In addition, given the war with Ukraine, it is a big question mark whether Russia, which the RAND Corporation
estimates will have spent $132 billion on combat operations by the end of this year, will be able to finance an extremely expensive nuclear arms race.
Finally, by refusing negotiations, Moscow is closing off the possibility of having a permanent back channel, which during the Cold War ensured constant direct contact between the two countries and proved critically important in crisis situations. Amid the current total mutual distrust between Russia and the West, disarmament negotiations could provide an opportunity, if not to restore trust, then at least to come up with some sort of palliative.
The US-Soviet negotiations that took place from 1969 to 1972 began as a purely demonstrative, propaganda campaign. Not only was the level of mutual trust between the parties zero, but the USSR categorically did not trust its own diplomats, providing them with no specific data regarding the weapons that were to be the subject of negotiated limitations or reductions.
However, it soon became clear that such negotiations possess a certain internal energy that is capable of propelling them. Smart, talented negotiators sooner or later get tired of repeating the same statements, received from their capitals, two or three times a week during so-called plenary meetings of the delegations.

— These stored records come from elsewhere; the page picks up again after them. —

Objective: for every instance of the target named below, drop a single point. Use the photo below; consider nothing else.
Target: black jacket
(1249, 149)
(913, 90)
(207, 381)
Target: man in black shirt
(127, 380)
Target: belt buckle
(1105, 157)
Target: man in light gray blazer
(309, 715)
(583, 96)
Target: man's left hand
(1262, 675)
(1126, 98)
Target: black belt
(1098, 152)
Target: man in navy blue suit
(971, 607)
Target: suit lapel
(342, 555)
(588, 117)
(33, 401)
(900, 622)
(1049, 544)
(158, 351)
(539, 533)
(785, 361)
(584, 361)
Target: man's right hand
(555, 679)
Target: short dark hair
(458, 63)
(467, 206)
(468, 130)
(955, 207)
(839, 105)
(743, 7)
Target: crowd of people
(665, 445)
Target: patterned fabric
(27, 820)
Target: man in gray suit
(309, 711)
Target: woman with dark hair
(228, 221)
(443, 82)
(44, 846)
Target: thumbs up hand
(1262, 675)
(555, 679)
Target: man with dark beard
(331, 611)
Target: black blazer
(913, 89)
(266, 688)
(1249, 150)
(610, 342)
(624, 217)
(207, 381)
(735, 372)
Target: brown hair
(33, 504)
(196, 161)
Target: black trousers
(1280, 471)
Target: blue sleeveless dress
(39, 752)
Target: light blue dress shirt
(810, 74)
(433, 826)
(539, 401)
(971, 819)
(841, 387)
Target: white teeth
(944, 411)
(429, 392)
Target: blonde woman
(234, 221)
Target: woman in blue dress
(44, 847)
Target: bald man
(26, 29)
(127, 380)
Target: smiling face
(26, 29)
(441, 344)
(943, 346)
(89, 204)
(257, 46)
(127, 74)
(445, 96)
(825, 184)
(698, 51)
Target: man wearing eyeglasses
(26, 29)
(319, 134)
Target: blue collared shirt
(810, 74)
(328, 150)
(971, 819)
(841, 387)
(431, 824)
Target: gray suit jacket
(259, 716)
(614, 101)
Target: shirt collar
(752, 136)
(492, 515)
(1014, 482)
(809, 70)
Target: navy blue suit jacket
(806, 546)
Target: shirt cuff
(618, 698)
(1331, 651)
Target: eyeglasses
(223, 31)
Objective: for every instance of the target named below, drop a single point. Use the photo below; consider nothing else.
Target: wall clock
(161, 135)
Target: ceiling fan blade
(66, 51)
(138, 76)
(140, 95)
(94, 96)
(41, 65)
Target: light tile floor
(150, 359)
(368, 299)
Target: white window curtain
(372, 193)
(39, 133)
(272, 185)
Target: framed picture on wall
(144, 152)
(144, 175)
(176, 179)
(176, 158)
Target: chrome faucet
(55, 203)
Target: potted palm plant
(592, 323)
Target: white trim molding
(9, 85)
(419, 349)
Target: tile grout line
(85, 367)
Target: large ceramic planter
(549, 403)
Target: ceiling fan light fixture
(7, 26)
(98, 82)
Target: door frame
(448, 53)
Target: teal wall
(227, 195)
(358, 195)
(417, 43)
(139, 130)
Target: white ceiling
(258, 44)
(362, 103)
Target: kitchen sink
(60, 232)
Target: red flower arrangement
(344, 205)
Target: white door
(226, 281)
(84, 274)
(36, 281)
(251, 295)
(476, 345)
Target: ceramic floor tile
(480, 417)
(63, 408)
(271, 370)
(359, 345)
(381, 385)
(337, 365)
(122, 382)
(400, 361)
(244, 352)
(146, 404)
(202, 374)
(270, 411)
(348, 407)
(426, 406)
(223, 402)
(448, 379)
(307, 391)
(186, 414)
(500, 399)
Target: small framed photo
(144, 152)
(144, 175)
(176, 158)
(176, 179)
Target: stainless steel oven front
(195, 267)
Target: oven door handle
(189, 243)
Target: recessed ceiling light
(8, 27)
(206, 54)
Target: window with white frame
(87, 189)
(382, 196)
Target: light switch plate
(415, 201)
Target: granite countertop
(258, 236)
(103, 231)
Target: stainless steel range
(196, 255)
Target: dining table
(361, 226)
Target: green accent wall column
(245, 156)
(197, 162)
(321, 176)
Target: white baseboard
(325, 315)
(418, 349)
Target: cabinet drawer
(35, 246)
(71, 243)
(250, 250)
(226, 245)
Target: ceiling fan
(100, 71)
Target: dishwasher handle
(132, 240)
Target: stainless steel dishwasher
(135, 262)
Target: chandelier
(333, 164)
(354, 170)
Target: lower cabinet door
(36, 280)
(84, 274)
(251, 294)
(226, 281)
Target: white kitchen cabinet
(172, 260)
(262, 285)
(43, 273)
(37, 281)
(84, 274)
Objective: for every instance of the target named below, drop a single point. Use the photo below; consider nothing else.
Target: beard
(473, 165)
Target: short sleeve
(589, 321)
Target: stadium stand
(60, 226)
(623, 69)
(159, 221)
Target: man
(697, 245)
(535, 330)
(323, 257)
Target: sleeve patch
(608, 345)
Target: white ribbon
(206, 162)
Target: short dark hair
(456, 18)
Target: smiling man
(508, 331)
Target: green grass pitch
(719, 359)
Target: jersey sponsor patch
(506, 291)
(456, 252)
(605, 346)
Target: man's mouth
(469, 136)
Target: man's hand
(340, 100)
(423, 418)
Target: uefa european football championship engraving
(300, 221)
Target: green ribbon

Much more interesting was the communication after “plenaries,” when the delegations broke out into groups based on interests – diplomats with diplomats, soldiers with soldiers, spies with spies. These purely informal conversations made it possible to learn much more about the position of the other side than from official declarations, which were verified down to the word and underwent the procedure of bureaucratic approval. From such private, nonbinding conversations it suddenly emerged what concessions the other side might make and what it might ask in return. For instance, a solution to one of the issues that seemed deadlocked – how many missile defense sites would be allowed and what restrictions would be put on them – was found on a plane over a bottle of beer, when two leading diplomats Oleg Grinevsky and Raymond Garthoff were coming back from a joint excursion to the Finnish tundra. This went down in history as the “
tundra talks.”
However, relationships that allow for meaningful negotiations and sensitive topics to be discussed do not happen overnight. It takes months before the participants develop mutual respect and then mutual trust. The Russian side, which has staked everything on victory over Ukraine, is simply not ready for such long and painstaking work. That is why it isdemonstratively burning all the bridges.